Puzzles/Chess puzzles/Rook Polynomial
The puzzle first proposed by Henry Ernest Dudeney in his book "Amusements In Mathematics" in the year 1917 with his quote as below:
Every square is again either occupied or attacked, but in this case every rook is unguarded. Now, in how many different ways can you so place the eight rooks on the board that every square shall be occupied or attacked and no rook ever guarded by another? I do not wish to go into the question of reversals and reflections on this occasion, so that placing the rooks on the other diagonal will count as different, and similarly with other repetitions obtained by turning the board round.

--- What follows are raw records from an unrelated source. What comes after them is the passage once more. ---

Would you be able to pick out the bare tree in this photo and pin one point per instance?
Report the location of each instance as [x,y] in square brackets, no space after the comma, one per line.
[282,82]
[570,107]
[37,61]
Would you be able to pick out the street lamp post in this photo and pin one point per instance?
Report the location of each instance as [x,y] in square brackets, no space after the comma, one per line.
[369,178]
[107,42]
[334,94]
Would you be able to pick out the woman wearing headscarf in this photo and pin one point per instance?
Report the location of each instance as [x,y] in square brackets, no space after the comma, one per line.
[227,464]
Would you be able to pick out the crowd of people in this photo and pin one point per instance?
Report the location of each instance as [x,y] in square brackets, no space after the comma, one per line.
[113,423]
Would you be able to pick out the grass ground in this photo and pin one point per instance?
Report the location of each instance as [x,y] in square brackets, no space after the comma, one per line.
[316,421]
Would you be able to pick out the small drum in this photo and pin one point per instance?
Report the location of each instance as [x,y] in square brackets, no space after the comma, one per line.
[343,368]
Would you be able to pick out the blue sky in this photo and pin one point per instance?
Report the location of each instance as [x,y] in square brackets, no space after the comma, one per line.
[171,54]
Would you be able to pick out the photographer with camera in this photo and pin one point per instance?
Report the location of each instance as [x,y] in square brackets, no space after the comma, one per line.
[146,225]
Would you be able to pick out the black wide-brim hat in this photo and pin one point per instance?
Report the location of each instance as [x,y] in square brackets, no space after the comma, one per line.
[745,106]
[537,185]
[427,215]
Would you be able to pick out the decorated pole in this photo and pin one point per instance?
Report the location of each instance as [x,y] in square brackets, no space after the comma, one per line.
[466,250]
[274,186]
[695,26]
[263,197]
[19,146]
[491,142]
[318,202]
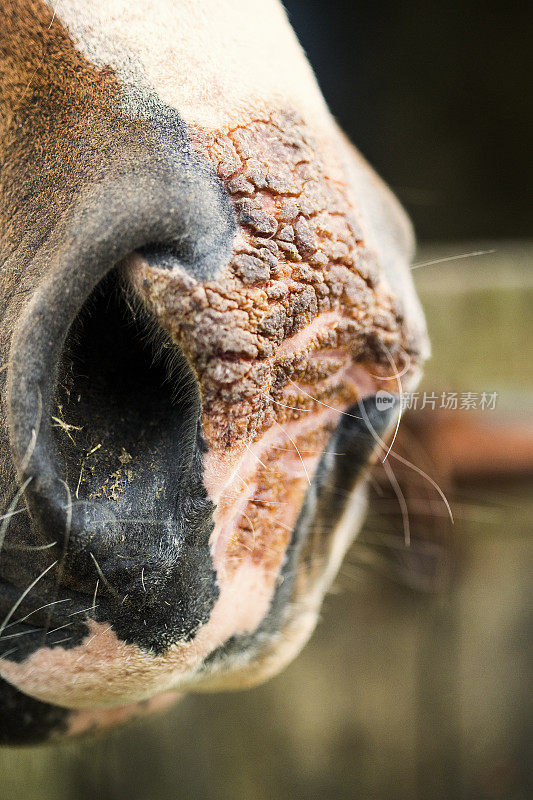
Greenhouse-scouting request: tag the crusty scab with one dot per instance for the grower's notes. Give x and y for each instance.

The premise is similar to Puzzle/Chess puzzles/Eight Queens, where as many of the possible placements of eight rooks are placed on the 8X8 chess board so that the rooks wont attack/guard one another.

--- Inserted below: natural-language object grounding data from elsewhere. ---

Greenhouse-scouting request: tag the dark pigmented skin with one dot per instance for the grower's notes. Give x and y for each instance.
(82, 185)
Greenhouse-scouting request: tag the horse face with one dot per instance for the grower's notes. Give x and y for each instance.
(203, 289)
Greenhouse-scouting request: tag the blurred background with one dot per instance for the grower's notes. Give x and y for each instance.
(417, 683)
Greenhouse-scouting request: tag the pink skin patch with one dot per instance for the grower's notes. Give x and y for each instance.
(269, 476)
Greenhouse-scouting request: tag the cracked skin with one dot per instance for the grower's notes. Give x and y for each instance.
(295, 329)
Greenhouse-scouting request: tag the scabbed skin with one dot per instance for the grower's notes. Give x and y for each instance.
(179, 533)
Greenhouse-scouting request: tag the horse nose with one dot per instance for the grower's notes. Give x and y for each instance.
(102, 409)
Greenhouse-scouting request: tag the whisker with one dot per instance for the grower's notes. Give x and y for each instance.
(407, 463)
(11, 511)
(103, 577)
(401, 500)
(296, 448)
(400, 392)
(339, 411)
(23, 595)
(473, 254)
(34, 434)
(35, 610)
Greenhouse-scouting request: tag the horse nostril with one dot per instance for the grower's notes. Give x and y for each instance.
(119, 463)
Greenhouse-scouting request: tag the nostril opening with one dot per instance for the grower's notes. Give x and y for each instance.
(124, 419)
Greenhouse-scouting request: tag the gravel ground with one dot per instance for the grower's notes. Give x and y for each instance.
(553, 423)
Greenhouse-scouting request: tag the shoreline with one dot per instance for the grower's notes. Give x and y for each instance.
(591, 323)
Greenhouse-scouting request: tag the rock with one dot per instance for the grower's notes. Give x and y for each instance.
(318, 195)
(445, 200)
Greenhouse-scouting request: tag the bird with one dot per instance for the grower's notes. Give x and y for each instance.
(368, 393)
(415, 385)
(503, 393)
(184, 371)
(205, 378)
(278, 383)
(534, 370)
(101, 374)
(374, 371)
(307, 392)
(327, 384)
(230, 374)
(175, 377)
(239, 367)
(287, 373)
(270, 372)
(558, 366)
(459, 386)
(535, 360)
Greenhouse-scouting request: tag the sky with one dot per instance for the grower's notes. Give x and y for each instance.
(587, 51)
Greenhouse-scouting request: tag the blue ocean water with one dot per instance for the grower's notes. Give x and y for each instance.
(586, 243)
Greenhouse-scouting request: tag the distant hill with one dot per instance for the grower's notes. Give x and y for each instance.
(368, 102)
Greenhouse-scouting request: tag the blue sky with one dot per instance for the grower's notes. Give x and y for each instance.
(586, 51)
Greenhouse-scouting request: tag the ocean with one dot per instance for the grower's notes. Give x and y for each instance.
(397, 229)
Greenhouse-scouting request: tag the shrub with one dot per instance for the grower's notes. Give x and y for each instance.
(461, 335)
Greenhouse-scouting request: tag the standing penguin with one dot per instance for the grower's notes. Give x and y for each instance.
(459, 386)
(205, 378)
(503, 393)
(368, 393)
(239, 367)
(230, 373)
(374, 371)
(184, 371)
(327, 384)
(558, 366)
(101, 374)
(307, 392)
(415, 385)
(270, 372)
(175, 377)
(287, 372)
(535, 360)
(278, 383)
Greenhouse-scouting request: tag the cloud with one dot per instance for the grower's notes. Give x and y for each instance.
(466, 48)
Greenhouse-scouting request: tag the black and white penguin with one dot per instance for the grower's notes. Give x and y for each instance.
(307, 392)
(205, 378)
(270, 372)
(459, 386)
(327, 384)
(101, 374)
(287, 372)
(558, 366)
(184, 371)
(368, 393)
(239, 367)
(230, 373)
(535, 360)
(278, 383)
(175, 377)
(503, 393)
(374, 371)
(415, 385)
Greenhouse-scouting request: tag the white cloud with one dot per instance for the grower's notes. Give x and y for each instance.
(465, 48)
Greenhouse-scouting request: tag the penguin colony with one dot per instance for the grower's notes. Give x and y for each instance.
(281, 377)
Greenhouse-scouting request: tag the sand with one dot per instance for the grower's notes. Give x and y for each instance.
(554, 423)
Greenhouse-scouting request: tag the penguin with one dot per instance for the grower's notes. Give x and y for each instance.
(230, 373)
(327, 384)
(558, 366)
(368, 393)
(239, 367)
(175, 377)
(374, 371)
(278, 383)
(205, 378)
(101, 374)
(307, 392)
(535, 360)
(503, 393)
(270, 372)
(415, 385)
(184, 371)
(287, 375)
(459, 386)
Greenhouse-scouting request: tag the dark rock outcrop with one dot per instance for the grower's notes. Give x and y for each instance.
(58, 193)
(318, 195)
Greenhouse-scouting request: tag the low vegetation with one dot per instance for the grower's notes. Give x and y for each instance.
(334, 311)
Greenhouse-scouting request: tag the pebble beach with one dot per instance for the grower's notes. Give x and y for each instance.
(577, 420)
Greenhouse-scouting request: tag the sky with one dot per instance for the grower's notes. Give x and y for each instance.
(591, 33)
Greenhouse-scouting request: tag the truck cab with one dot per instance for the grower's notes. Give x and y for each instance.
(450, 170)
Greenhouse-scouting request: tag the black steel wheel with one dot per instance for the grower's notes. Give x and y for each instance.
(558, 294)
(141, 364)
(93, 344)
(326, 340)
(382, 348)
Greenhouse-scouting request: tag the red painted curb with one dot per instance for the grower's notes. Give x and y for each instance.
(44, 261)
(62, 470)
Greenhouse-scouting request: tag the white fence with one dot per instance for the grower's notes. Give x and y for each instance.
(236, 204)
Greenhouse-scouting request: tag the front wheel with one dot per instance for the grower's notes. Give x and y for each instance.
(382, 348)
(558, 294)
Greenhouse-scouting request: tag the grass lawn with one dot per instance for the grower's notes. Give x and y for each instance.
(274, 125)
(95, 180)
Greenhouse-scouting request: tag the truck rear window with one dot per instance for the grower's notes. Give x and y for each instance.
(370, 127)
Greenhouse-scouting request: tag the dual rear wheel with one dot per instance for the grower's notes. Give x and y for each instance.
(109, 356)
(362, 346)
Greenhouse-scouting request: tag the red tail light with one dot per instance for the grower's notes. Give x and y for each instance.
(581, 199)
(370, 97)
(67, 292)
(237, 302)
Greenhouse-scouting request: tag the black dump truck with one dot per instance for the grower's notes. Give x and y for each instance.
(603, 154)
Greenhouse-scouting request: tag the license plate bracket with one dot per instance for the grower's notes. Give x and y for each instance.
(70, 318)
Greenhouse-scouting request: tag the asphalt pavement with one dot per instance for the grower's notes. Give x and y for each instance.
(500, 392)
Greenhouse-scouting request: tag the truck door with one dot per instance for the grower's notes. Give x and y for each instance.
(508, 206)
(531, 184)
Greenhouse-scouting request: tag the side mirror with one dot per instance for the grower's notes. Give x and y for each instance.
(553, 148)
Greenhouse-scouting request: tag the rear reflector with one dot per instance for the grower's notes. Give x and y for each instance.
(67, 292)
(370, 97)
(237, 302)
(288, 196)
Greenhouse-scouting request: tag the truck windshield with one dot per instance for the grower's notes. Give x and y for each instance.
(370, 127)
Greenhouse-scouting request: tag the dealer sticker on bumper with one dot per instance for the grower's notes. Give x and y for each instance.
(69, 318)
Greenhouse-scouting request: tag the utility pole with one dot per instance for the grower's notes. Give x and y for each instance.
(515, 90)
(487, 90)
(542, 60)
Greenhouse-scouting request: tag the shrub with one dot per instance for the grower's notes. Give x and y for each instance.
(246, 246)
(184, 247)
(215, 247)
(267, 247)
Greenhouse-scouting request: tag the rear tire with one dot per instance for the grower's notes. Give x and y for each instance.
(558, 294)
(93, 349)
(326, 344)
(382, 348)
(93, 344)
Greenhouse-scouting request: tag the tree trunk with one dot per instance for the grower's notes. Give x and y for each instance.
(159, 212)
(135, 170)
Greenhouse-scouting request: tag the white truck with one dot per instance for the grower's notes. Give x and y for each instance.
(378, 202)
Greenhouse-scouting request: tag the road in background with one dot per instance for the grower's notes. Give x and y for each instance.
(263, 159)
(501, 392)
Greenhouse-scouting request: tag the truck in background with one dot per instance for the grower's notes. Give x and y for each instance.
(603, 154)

Based on that animation aboves, you can see the X represent the rooks area of attack and with each successive rooks, the rooks have lesser and lesser places to be put on the board .

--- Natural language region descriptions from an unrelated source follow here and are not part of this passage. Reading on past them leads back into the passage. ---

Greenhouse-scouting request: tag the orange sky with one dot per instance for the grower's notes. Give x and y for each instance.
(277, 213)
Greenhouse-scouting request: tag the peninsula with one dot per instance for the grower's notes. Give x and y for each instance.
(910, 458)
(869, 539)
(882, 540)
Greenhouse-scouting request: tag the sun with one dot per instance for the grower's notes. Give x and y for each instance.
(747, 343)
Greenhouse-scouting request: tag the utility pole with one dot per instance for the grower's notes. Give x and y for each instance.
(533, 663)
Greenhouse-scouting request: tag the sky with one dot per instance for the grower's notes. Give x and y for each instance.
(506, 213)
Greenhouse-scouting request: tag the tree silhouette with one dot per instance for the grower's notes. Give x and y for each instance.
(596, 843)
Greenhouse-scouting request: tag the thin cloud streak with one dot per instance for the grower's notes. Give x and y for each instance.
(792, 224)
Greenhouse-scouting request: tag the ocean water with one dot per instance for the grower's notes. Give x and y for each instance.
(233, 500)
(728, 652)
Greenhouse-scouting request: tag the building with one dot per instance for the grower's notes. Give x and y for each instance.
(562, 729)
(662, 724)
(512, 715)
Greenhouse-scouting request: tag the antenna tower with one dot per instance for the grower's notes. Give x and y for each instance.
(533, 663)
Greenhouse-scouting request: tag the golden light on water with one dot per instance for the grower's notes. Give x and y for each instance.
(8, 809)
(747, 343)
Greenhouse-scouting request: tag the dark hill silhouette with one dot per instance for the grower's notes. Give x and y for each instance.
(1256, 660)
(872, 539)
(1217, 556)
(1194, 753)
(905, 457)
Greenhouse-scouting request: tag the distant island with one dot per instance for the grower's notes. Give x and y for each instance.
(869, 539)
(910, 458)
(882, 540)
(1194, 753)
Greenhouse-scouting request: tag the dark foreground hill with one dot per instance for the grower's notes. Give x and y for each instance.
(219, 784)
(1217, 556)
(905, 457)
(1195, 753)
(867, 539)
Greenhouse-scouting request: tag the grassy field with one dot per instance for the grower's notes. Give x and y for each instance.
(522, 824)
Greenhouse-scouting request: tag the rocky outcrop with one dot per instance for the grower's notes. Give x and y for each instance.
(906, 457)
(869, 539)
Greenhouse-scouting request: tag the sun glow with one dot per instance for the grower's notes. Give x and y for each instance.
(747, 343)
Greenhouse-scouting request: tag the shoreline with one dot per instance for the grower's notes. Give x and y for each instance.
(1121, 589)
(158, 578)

Since the rooks piece can only move in straight lines: It must be in every row and every column.
Starting with the top row, it is clear that we may put our first rook on any one of eight different squares.
Wherever it is placed, we have the option of seven squares for the second rook in the second row.
Then we have six squares from which to select the third row, five in the fourth, and so on.
Therefore the number of our different ways must be 8 × 7 × 6 × 5 × 4 × 3 × 2 × 1 = 40,320 (that is 8! / 8 factorial), which is the correct answer.